To test the bounds of its stated standalone Section 5 authority, the FTC could bring ad hoc complaints alleging “unfair” conduct akin to claims brought under Section 5 decades ago, even if the conduct appears not to rise to the level of a violation of the Sherman or Clayton Act. In addition, the FTC could look for opportunities to bootstrap Section 5 “unfair competition” fact patterns and theories of harm onto complaints that also allege violations of the Sherman or Clayton Act with the expectation that a fact finder will find a violation under Section 5’s ambiguous framework. Although the Policy Statement lists various types of conduct that could fall under its purview, in her dissenting statement, Commissioner Wilson argued that the “Policy Statement adopts an ‘I know it when I see it’ approach,” thereby making it difficult, if not impossible, for businesses to practically structure their conduct to avoid a challenge by the Commission. The FTC would need to convince courts one litigation at a time that its interpretation of “unfair competition” is the right one. Therefore, it will take time for the impact of the Policy Statement to unfold, and future administrations may revisit this broad approach to Section 5.

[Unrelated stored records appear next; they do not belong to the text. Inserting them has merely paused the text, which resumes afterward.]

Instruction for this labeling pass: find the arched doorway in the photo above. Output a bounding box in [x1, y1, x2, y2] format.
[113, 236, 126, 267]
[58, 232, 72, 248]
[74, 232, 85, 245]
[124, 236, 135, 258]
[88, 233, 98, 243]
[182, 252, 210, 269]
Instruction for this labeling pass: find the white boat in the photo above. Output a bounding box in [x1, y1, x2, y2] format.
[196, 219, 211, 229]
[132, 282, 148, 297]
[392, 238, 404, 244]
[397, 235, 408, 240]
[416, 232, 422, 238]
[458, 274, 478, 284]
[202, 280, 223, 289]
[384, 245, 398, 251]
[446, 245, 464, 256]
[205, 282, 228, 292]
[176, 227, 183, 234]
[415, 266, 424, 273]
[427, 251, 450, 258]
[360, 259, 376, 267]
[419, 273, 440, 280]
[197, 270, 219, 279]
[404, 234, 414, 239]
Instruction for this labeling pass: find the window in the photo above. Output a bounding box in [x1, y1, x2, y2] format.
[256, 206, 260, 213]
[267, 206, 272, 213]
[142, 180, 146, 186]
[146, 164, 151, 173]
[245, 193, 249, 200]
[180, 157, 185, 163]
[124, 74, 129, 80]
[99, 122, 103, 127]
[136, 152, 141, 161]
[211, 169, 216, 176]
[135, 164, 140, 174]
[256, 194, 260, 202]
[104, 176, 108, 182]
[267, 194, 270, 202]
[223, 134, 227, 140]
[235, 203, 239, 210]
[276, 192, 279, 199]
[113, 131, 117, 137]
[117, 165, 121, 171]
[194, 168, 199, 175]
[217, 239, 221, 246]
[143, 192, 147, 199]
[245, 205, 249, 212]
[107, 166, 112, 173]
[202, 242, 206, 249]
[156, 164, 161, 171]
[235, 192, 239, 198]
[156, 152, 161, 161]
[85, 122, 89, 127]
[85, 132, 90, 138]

Law clerk Hayley May assisted in the preparation of this alert.


1 Boise Cascade Corp. v. Fed. Trade Comm’n, 637 F.2d 573 (9th Cir. 1980) (holding that in the absence of an agreement to fix prices, the FTC must show an actual anticompetitive effect to constitute a violation of Section 5); Official Airline Guides, Inc. v. Fed. Trade Comm’n, 630 F.2d 920 (2d Cir. 1980) (holding that a violation cannot be found where the respondent “does not act coercively”); and E. I. du Pont de Nemours v. Fed. Trade Comm’n (Ethyl), 729 F.2d 128 (2d. Cir. 1984) (holding that “absent a tacit agreement, at least some indicia of oppressiveness must exist, such as, (1) evidence of anticompetitive intent or purpose on the part of the producer charged, or (2) the absence of an independent legitimate business reason for its conduct.”)

2 In 2017 the FTC alleged a standalone Section 5 claim against Qualcomm for using anticompetitive tactics to maintain its monopoly in the supply of a key semiconductor device used in cell phones and other consumer products by charging royalties that amounted to a tax that excluded competition. By excluding competitors, the FTC said, Qualcomm impeded innovation that would offer significant consumer benefits, including those that foster the increased interconnectivity of consumer products, vehicles, buildings, and other items. Thus, by anchoring its allegations in consumer harm, the FTC utilized a traditionally deployed approach to Section 5 enforcement.

3 See, e.g., In re U-Haul Int’l, Inc., File No. 081-0157 (2010); In re Valassis Communs., 2006 FTC LEXIS 25 (2006); In re Stone Container Corp., 125 F.T.C. 853 (1998); In re Precision Moulding Co., 122 F.T.C. 104 (1996).

4 E.g., Brunswick Corp. v. Pueblo Bowl-O-Mat, Inc., 429 U.S. 477, 488 (1977) (noting that “[t]he antitrust laws … were enacted for ‘the protection of competition not competitors’” (quoting Brown Shoe Co. v. United States, 370 U.S. 294, 320 (1962))).

5 Assistant Attorney General Jonathan Kanter Delivers Remarks at New York City Bar Association’s Milton Handler Lecture (May 18, 2022).